ECB President Mario Draghi

"It stays, it stays, it stays," an exasperated European Central Bank President, Mario Draghi, told a reporter Thursday, in response to a question about what he meant by saying the European common currency was "irreversible."

"It's pointless to bet against the euro. It's pointless to go short on the euro. It's pointless because the euro will stay," he added.

Part of Draghi's job, of course, is to inspire confidence on the future of the currency. But he wasn't the only one telling investors Thursday they'd be putting their money at risk by wagering the euro would fall.

In a note to clients, Thomas Stolper, Goldman Sachs' London-based chief foreign-exchange strategist, wrote that people should be looking to buy euros using dollars, anticipating a tidy profit if the euro goes up to $1.30, the firm's target. (It is currently trading around $1.22.)

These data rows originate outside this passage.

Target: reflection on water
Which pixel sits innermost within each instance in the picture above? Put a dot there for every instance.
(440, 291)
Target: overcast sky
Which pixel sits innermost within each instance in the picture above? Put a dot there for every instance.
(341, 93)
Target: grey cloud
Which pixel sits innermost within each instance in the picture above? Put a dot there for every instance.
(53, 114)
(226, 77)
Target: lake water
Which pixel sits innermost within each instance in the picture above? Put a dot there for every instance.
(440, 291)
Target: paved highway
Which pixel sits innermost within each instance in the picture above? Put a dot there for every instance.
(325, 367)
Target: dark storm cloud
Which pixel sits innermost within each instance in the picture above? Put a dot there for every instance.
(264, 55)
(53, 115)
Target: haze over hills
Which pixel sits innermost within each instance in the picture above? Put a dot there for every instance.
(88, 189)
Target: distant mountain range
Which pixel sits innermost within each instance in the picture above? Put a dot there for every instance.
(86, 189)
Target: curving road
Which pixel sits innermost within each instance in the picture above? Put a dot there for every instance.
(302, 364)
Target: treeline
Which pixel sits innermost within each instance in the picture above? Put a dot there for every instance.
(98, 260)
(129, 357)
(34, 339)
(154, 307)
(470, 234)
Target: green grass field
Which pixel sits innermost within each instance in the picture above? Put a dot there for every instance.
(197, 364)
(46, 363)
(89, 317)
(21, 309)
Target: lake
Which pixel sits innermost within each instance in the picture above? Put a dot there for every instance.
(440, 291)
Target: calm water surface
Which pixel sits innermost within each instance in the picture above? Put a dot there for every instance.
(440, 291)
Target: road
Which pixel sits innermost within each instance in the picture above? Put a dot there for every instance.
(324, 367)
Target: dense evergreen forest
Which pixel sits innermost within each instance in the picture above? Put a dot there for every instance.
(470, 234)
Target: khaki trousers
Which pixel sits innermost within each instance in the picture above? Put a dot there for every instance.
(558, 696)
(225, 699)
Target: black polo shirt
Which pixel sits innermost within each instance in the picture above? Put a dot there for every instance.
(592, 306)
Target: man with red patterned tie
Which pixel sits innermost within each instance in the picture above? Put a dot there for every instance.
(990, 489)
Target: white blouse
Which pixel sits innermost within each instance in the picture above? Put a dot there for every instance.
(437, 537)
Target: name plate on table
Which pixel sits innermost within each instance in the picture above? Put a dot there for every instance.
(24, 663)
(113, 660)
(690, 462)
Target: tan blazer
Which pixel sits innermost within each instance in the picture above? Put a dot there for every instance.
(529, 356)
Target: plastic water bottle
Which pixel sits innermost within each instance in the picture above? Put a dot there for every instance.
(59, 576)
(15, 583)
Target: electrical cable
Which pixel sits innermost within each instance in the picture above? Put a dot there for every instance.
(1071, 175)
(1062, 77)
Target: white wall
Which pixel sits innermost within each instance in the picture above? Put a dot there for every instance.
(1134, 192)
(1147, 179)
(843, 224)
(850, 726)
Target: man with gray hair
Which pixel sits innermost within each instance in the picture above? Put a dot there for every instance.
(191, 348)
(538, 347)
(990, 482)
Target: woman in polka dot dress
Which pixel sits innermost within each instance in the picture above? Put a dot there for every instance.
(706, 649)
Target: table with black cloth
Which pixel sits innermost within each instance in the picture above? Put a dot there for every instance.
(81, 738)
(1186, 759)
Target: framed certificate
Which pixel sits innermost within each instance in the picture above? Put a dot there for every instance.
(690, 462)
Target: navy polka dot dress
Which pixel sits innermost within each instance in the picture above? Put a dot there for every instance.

Stolper's call to buy euros is based on various assumptions, including his judgement from mid-July that the euro is undervalued, as expressed on the chart below. It is also based on the assumption, Stolper notes, that Draghi would be willing to use "the unlimited ECB resources to anchor front-end rates," a proposition most market-watchers see as a possibility, but not a given.


Goldman Sachs research from July 13 suggests the euro is undervalued.

Additionally, Goldman appears to have a bullish interpretation of Draghi's announcement at the press conference Thursday regarding the role of the European Central Bank vis-a-vis Europe's established bailout funds. Goldman, like British bank Barclays Capital, understood Draghi's words that "the ECB cannot replace governments or the actions that other institutions have to do on the fiscal side" to mean Draghi was supporting "a reactivation of the SMP program but under the condition of a simultaneous EFSF/ESM program. Others, like French bank BNP Paribas, came to the exact opposite conclusion.

Of course not all foreign exchange strategists agree the euro is bound for an upswing. At Barclays Capital, head of European FX Strategy Guillermos Felices penned a research note Monday that included the following startling chart, which shows the bank expects the euro to drop to $1.15 within 12 months.


Barclays research from July 30 shows the bank believes the euro will drop steeply against the dollar.

But, interestingly, even Barclays agrees with Draghi that shorting the euro is not worth the risk. The bank's recommendation: Buy "put spreads" on the euro that will pay off handsomely if the currency falls to $1.19 or lower within the next six months, but will protect investment if the euro rises instead.